I know, we all had a first day of steering a narrowboat. Some do fine from day one, some first have to run into another hire boat (after 500 yards cruising) and then do fine for the rest of their life, for some it takes a couple of years to go straight. But if this would have been me, three years ago, Saltersford Tunnel and Barnton Tunnel would no longer exist!

Anyway, last time we were here on the Stratford Canal I was able to update my reverse mooring skills, cruising behind the hotel boat (motor and butty).
This year I finely find out the difference between tick-over, tick-over-plus, reduced tick-over, and the ten different tick-overs WRT has on offer.

In front of us is a Portuguese family, that got their boat from Anglo-Welsh at Wootton Wawen. We’ve seen them getting all their stuff on the boat while we were moored up there for the night.

He is ab-so-lu-te-ly MASSIVE. When he gets off the boat, the boat rises about 4 inches out of the water. I presume the boat has a walk-through bathroom, because he would never fit through the corridor on WRT. On WRT he would have had to go on the outside, on the towpath. NO…! Not on the gunwales, WRT would capsize straight away!

His wive is not too small either. Twice my size? I think the draft of their boat will increase at least with half a foot, when both of them are on board.
Also on the boat is their little son, and grandma. Haven’t seen much of grandma, except her face. She looks kind of normal, but doesn’t venture outside the cabin.

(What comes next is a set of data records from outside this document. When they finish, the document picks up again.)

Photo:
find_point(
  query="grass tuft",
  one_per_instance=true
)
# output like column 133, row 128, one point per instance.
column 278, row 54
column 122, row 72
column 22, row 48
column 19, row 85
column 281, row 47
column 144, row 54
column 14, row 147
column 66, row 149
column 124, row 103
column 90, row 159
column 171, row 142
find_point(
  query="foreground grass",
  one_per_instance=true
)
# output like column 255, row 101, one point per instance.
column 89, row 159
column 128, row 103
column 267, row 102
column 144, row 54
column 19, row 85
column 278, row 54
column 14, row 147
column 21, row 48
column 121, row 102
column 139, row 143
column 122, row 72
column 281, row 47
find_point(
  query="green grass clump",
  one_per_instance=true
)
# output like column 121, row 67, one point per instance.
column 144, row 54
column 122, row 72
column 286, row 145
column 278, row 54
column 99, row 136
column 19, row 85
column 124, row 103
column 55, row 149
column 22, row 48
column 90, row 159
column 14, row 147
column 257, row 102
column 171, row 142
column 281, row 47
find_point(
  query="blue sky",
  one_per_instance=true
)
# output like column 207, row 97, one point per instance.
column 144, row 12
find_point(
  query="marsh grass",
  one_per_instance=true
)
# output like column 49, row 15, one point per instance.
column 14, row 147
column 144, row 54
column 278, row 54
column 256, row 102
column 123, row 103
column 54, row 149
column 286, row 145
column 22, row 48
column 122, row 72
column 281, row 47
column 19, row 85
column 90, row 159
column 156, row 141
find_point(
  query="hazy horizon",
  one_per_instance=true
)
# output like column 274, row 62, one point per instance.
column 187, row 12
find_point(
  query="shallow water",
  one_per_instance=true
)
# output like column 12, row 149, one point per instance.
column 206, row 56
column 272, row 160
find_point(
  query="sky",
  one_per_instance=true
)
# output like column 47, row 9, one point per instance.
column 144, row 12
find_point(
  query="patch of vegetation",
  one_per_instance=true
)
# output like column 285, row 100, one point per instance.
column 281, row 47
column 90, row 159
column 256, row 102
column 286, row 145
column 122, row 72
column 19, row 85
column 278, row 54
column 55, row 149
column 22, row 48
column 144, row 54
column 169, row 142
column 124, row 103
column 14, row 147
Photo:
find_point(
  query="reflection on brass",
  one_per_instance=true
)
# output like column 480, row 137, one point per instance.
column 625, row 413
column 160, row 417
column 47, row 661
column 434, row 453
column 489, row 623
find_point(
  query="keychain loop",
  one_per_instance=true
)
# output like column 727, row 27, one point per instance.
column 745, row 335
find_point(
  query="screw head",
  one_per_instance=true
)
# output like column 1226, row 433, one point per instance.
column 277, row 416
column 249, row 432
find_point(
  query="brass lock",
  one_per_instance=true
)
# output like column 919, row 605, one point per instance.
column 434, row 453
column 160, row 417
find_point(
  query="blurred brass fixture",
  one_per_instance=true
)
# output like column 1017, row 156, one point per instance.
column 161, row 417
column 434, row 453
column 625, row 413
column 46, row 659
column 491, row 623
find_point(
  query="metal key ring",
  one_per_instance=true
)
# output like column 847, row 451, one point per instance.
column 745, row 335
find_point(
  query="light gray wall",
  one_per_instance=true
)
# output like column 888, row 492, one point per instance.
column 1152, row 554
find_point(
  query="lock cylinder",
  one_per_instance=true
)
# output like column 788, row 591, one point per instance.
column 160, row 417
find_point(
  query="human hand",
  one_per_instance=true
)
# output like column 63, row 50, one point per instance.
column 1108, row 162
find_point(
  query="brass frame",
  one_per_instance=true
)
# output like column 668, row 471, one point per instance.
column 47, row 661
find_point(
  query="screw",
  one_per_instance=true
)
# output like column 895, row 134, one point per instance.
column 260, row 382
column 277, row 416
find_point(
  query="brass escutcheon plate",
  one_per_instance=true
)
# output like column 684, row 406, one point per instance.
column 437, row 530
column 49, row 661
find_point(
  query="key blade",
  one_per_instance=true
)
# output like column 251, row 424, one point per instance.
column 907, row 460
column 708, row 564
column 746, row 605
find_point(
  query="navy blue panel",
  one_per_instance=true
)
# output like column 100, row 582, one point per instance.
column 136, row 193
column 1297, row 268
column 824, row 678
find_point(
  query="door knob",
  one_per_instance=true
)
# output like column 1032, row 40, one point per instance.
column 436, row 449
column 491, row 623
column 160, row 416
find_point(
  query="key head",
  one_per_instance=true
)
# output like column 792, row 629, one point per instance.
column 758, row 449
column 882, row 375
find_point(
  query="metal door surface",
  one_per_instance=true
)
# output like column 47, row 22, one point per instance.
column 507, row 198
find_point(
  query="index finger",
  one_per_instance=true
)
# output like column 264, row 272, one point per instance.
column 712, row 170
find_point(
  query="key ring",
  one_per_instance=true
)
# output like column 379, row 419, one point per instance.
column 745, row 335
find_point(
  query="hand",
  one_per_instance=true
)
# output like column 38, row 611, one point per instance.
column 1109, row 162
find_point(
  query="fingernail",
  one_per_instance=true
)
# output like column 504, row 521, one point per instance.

I’m not sure about this Portuguese family, though. On the back of the boat aretwo diagrams. I tried to make a picture of the diagrams, but could only do that from inside WRT, for obvious reasons.

Portuguese On a Hire Boat

The diagrams areabout how to steer a boat with a tiller. Tiller left – boat goes to the right. As one can see on the (enlarged) diagram. The diagram on the left is similar, but about: tiller right – boat goes to the left.

Steering Instructions

Except from this bumping into a boat (which had nothing to do with the steering, I just panicked and let the boat find her own way) I can only think of one situation where I got my left and right wrong, and that happened the first week we had WRT. I never had to think about it again.

Anyway. A diagram on both sides of the boat… and they still go all over the place. Well, all over the canal, I mean. And the Stratford Canal at the moment is a bit shallow, to say the least. I try to stay in the middle, I try NOT to moor up waiting to get into a lock, I try not to cut corners. I’m not heavy, WRT is not deep drafted… and I still scrape her bottom once in a while.
So going all over the canal is the last thing you want to do. Because you get grounded all over the canal. Especially if two of the crew are standing on the cruiser stern deck (trying to interpret the diagrams?) They zigzag, bow disappearing into the trees, stern firmly aground.

I’m right behind them. I’m capable (and want) to go in a straight line, so I have to go slow. Dead slow. Twice reduced tick-over. Five times reduced tick-over. Yes, WRT still moves, and I still can steer. (Did you ever find out that WRT could do this, Andy and Christine?)

In the mean time Lawrance does most of the lock work for them, tries to give instructions, and, of course, then sets that same lock for us and works it for us.
When I get out of the lock, Lawrance closes the lock door, I go onto reduced (or twice reduced, or nine times reduced) tick-over and Lawrance walks (slowly) to the next lock. Where he arrives, just at the same time as the Portuguese.

Needless to say that it takes us hours to go from Wootton Wawen to Lowsonford.
I have just enough time to make two loafs of bread, before we’re off to the Fleur de Lys for supper.

Oh, and the Portuguese family is moored here as well. I wonder, are we going to stay here for an extra night?